Поступая так, он гарантирует своей стране изоляцию и экономические трудности. Президент США Барак Обама заметил на прошлой неделе, что Путин ведет себя нерационально. «Объективно говоря, президенту Путину следовало бы стремиться к дипломатическому урегулированию конфликта и снятию санкций», — заявил он. По его словам, Путин и его окружение «игнорируют собственные долгосрочные интересы», и это ограничивает эффект, которого способны достичь Соединенные Штаты.

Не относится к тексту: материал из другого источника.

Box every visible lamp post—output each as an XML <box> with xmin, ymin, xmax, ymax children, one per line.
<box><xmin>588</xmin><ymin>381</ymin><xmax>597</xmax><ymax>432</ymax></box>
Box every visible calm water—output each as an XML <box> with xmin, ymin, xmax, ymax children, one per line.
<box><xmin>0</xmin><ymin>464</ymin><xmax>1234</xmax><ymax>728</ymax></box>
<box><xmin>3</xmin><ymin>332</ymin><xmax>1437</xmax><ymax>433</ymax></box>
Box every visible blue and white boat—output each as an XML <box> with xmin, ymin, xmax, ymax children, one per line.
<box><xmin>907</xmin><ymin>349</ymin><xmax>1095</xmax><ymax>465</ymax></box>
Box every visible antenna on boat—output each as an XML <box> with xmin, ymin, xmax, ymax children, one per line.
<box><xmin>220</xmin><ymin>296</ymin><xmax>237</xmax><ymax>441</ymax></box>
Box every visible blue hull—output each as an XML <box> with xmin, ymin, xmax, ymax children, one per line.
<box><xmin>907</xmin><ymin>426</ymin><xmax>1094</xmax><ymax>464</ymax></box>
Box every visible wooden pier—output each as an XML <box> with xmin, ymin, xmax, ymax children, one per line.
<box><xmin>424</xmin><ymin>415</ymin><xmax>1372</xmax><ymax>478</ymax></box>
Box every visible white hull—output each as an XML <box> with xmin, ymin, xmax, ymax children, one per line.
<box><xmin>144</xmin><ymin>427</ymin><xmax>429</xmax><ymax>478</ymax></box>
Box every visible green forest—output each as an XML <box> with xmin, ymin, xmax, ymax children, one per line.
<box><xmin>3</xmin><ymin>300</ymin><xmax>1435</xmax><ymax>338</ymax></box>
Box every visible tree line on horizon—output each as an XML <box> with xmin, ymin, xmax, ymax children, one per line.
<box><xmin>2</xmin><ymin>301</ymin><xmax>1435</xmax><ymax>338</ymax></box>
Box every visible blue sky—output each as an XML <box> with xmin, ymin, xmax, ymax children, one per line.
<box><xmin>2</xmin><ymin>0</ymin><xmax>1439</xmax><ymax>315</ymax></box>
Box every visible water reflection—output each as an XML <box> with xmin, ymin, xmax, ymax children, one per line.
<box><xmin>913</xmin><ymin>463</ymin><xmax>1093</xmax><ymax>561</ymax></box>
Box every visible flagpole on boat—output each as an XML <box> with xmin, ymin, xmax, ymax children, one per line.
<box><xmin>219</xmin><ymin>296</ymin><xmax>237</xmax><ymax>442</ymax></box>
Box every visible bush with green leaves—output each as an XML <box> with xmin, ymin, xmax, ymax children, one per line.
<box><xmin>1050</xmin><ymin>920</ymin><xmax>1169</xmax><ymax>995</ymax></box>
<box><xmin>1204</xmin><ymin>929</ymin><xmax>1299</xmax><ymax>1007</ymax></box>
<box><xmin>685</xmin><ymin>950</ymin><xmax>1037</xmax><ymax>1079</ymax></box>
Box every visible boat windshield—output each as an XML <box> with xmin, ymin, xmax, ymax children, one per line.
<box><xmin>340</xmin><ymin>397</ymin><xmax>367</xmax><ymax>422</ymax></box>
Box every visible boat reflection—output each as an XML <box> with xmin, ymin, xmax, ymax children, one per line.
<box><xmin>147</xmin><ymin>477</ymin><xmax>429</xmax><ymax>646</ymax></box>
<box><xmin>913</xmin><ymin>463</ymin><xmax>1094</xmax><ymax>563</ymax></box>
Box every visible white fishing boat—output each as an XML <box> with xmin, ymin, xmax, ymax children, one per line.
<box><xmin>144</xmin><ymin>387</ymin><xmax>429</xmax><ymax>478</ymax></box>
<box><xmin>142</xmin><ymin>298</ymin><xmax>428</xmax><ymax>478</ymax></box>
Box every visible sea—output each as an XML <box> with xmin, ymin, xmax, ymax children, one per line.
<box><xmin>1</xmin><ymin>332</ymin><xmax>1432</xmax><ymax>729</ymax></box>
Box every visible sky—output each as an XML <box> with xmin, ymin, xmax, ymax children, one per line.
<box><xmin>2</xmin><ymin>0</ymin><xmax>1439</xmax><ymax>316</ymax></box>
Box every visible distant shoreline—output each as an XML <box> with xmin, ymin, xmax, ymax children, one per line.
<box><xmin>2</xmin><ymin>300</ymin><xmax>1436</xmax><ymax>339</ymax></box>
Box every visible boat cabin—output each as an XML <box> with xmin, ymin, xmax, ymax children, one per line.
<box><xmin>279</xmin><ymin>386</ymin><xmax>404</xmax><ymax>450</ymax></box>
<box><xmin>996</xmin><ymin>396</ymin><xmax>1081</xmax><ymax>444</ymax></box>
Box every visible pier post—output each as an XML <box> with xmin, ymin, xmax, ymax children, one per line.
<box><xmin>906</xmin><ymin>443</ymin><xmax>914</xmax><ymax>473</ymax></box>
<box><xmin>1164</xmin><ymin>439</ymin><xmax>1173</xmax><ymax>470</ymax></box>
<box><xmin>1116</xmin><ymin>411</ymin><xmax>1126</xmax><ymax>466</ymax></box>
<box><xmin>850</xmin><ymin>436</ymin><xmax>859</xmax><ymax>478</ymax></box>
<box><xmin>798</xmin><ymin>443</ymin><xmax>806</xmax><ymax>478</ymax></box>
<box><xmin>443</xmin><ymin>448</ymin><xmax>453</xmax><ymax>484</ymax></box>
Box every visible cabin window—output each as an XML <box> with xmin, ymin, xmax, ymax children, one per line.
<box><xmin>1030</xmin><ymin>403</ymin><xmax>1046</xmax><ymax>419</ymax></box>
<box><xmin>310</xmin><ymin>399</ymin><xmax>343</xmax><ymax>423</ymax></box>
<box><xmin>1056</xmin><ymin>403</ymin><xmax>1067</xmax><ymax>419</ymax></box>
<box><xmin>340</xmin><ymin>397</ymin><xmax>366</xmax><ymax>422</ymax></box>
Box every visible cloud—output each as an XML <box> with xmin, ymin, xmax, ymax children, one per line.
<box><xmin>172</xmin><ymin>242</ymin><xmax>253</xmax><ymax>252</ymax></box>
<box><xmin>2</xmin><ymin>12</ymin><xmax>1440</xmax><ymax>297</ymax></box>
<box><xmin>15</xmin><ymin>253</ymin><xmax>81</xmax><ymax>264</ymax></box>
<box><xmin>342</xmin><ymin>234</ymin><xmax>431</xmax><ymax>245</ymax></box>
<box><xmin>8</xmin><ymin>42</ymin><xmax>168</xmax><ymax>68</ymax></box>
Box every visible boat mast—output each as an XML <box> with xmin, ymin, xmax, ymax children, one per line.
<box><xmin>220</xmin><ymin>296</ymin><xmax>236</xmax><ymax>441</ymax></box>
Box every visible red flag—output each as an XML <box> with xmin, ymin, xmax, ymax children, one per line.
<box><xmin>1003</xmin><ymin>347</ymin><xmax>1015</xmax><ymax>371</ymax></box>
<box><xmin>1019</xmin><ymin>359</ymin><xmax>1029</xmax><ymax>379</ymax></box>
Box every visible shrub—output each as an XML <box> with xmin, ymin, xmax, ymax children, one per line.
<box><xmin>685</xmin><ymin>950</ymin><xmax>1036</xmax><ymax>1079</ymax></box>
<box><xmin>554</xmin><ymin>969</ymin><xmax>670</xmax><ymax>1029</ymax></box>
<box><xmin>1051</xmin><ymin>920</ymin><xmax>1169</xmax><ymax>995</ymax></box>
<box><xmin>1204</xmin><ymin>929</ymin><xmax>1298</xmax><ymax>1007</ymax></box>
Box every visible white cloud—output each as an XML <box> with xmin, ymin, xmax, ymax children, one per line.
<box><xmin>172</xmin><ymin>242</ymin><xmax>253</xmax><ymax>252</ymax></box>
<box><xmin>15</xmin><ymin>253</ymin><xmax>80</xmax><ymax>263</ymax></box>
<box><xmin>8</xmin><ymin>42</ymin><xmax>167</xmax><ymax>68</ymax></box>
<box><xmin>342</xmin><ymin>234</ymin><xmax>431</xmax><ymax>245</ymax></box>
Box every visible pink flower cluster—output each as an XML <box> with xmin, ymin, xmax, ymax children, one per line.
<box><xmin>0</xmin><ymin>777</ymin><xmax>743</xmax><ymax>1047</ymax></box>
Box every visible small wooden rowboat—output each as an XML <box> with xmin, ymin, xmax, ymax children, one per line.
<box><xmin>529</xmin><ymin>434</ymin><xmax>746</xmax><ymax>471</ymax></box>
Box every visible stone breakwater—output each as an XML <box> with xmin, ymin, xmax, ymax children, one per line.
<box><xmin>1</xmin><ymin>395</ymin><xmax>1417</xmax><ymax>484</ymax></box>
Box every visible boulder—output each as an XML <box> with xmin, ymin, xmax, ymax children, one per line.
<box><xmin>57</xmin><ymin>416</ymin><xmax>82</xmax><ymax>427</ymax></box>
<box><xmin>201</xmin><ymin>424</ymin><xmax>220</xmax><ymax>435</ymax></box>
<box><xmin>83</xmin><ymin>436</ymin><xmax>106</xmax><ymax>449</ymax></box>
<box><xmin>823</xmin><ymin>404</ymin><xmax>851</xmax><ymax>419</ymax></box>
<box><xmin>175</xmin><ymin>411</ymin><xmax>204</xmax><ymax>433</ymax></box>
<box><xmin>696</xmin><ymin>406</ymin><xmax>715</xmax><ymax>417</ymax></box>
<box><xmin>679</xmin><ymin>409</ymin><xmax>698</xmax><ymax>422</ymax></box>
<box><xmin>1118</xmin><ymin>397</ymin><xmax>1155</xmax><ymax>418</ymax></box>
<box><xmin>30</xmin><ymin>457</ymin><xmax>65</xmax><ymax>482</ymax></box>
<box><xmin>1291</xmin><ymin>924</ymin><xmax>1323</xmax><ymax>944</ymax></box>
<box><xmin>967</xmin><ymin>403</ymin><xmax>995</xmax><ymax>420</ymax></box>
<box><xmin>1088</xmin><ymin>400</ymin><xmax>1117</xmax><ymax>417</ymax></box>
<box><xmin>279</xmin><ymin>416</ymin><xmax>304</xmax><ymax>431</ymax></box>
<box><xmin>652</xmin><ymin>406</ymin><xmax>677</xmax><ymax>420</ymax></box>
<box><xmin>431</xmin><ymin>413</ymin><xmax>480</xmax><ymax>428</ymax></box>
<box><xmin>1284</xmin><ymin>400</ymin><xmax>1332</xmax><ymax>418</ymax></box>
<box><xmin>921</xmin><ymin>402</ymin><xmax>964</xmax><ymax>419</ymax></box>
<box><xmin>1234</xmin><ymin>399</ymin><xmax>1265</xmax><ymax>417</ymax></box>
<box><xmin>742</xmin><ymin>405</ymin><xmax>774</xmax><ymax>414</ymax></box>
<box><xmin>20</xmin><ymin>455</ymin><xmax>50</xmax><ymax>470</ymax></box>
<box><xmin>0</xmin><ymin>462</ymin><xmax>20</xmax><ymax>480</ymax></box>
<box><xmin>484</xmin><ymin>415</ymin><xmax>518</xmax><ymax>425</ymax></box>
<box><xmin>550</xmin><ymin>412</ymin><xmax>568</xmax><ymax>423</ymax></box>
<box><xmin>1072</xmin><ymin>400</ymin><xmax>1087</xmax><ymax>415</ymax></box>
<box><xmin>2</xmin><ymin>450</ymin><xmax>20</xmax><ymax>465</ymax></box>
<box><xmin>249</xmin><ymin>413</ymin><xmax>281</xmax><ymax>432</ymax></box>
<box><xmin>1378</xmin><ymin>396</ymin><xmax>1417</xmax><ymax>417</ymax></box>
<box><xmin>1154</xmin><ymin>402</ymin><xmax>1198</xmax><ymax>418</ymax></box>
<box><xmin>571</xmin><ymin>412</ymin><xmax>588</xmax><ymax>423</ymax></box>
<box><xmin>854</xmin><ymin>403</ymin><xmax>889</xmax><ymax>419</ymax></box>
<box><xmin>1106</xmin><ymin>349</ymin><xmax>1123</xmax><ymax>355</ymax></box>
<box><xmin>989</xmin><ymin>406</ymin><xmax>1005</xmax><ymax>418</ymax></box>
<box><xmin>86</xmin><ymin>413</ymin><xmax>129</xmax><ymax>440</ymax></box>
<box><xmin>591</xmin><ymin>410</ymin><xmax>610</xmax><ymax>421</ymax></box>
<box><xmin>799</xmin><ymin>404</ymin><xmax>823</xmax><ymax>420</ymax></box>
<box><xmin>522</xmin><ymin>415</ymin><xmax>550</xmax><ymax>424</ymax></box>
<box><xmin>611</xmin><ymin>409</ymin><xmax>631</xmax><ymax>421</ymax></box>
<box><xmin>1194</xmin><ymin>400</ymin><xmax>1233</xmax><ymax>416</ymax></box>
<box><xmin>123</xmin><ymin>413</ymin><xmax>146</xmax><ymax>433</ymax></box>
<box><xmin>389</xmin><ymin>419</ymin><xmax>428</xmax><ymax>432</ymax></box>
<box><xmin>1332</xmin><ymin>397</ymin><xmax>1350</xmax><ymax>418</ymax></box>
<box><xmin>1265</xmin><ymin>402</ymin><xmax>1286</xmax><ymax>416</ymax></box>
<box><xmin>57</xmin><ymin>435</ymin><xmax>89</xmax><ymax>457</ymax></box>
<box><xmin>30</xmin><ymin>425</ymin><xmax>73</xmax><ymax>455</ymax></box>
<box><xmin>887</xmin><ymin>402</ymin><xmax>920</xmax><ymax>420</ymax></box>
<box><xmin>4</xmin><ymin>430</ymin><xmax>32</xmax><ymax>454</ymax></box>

Однако при взгляде из Москвы эти интересы выглядят совсем иначе, чем при взгляде из Вашингтона. Возможно, Путин и его советники — циники, но в своем цинизме они честны. По их мнению, Запад — и в особенности Соединенные Штаты - не прекращают попытки ослабить и раздробить Россию. Украина для них стала красной чертой. Подозрительное отношение Путина к Западу, недовольство сложившимся после холодной войны миропорядком и боязнь, что Украина изберет прозападный курс, в сочетании порождают мощный коктейль из обиды и паранойи. Единственное спасение Путин видит в «суверенитете», который, как заявил Путин своему Совету безопасности, «размывается» из-за «ультиматумов и санкций». С точки зрения Путина, именно этот «суверенитет» упустил Горбачев, что и привело к распаду государства. Путин твердо намерен избежать такого исхода.
Дальнейшая конфронтация с Западом из-за Украины может выглядеть для Путина вполне привлекательной перспективой. Из развязки холодной войны он вынес один урок: уступить значит проиграть. Когда после гибели MH17 перед ним встал выбор — прекратить украинскую авантюру или, напротив, начать действовать активнее, Путин предпочел выбрать второй вариант даже ценой мирового негодования. Сейчас Россия готовится к долгой изоляции от Запада, которую в московских политических кругах называют «мобилизацией», «консолидацией» и «самодостаточностью».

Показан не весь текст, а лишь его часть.